Sunday, March 01, 2009

Ugly hacks, nice hacks

I'm translating a small python module that supports some chess intelligence generation into C++ because the speed is becoming a problem (when interfacing a digital board I need to do some search to guess what is the move that has been played and this includes looking one or two moves ahead and one move behind - that is moves that could have been played instead of the last move played).
The translation went fine so far with an almost 1-1 lines of code ratio between the two languages (not a surprise, given the problem) but I got a couple of surprises...

The bug

To check if a position cannot be win by either player I had to check whether two remaining bishops on the board were covering the same squares or not (that is if they were both light-square bishops or both dark-squares bishops or if they were covering the whole board).
This is needed because if there are two opposite-square-colors bishops on the board then a checkmate is still possible.
The code looked like this

if bc == 2 and nc == 0:
bp = [i for i, x in enumerate(pz) if x == BISHOP]
if (bp[1] - bp[0]) % 2 == 0:
# Just two bishops both dark squares or both light squares
return "material"
nc and bc are the number of knights and bishops on the board (pawns, rooks and queens are already known to be absent at this point). The board is represented using an array of 120 elements (12x10 representation) but it would be the same using an 8x8 approach... the bug is that just using the index "i" to check odd-even property is not correct, and "i//10 + i" should have been used instead. This shined apparent to me just by reading the code... however this code passed the tests because the test cases were all having the bishops on ranks with an even distance.
Now that I'm writing this post I also realize that there's even another bug at an higher logical level... it doesn't matter how many bishops are there: if they're all covering the same squares the checkmate is trivially impossible. It's not a 100% genuine bug because if the function returns a non-empty string then the position is impossible to win, but the converse is not true and it would be quite hard to fulfill such a contract.

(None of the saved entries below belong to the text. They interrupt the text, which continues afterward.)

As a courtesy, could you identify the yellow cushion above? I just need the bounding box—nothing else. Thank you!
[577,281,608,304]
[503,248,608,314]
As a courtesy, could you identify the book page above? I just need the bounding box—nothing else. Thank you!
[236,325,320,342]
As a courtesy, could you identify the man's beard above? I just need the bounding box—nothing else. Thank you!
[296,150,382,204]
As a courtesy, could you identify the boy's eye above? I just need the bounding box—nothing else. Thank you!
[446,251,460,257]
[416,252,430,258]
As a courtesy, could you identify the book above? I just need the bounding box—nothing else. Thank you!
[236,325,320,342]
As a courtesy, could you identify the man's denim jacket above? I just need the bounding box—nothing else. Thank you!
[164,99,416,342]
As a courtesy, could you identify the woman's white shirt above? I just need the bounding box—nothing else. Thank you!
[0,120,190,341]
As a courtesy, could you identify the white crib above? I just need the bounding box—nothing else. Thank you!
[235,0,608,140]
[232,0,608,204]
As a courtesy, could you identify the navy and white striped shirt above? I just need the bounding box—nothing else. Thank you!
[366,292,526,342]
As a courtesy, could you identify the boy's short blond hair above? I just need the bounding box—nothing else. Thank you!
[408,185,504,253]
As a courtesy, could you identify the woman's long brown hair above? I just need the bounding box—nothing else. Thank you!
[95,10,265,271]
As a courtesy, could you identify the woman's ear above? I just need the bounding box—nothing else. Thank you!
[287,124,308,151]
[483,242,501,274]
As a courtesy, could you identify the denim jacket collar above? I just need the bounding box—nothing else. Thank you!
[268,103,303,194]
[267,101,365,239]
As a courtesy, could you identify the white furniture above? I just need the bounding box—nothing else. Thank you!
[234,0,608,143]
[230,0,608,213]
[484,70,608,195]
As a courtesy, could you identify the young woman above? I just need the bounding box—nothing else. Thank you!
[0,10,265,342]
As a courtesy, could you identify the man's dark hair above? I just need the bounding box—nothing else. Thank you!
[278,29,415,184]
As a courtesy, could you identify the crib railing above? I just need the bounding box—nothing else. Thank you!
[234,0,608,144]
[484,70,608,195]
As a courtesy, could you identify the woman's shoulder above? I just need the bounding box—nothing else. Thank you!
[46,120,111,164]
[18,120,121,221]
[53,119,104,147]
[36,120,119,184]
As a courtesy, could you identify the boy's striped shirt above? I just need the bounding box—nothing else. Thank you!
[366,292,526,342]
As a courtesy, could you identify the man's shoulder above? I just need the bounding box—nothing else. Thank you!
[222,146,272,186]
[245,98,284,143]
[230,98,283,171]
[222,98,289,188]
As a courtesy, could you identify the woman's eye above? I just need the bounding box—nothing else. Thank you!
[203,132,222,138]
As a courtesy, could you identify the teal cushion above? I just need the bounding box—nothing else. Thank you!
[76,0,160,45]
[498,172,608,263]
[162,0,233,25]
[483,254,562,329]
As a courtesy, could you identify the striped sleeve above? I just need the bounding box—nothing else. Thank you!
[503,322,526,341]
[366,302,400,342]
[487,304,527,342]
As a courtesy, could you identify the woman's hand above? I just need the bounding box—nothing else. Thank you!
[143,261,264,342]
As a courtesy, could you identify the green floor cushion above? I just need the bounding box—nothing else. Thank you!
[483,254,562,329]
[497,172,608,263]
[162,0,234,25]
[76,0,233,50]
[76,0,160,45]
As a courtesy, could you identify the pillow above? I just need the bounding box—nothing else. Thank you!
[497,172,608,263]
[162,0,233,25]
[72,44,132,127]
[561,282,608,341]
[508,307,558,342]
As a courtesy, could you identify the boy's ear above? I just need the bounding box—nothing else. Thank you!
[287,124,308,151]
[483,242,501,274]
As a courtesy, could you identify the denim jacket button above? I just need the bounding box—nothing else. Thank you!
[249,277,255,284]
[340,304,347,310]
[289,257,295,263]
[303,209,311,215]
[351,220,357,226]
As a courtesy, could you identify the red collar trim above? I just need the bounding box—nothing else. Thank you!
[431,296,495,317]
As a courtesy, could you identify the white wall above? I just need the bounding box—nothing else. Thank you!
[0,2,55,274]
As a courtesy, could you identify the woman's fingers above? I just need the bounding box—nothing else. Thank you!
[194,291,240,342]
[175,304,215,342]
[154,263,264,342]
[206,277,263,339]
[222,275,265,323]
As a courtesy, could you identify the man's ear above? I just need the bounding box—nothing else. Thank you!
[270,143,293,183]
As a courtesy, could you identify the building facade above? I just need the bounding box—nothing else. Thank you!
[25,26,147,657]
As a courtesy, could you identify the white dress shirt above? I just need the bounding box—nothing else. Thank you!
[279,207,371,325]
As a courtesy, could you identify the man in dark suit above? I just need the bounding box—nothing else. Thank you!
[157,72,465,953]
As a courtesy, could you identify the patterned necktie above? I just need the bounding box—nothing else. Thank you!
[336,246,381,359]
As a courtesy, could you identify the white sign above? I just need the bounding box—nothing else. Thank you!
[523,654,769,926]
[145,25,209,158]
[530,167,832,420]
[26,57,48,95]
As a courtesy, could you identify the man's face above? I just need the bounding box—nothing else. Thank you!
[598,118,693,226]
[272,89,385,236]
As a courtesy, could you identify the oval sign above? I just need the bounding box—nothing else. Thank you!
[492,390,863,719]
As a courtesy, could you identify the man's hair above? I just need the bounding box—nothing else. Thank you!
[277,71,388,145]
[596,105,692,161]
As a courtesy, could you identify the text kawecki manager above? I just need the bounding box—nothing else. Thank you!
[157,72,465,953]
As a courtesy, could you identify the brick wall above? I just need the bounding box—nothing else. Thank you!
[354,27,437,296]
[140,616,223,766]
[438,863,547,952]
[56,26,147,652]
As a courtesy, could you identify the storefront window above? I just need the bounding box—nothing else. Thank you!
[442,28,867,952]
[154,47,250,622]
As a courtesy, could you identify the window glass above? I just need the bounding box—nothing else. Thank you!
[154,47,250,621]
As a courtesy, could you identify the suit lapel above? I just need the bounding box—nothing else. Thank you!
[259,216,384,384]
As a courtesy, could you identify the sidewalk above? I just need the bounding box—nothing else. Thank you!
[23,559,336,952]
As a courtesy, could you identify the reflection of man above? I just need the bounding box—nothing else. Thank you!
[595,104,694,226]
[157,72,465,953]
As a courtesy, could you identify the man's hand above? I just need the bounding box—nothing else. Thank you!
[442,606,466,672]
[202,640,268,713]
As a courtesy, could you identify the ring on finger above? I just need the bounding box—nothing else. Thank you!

Morale ? If it works is just because you didn't look closely enough.

The hack

In the same code I couldn't resist changing the handling of en-passant from

if x1 == self.epsq:
if np == WHITE+PAWN:
# White en-passant capture
self.board[x1+10] = EMPTY
elif np == BLACK+PAWN:
# Black en-passant capture
self.board[x1-10] = EMPTY
if np == WHITE+PAWN and x1 - x0 == -20:
# White double push
self.epsq = x0 - 10
elif np == BLACK+PAWN and x1 - x0 == 20:
# Black double push
self.epsq = x0 + 10
else:
self.epsq = -1
to

if ((np & PIECE) == PAWN)
{
if (x1 == epsq)
// En-passant capture
board[x1 - (((x1-x0)>>4)*20+10)] = EMPTY;
if (abs(x1-x0) == 20)
// Double push
epsq = x0 + (x1-x0)/2;
else
epsq = -1;
}
The C++ version is much more compact, but in the first part relies on a "trick" that for sure would look quite obscure for who reads the code... what the hell is "(((x1-x0)>>4)*20+10)" ?
The trick is that I know that the move was legal, so if a pawn goes to the en-passant square it must have been an en-passant capture and so the delta (x1 - x0) was either -9, -11, +9 or +11 depending on the color of the player. Then "(x1 - x0)>>4" is just the -1 if delta is negative or 0 otherwise; with "*20+10" and "x1 -" gets to the square where the captured double-pushed pawn was sitting.
Why do I think this trick is nice ? That's a good question...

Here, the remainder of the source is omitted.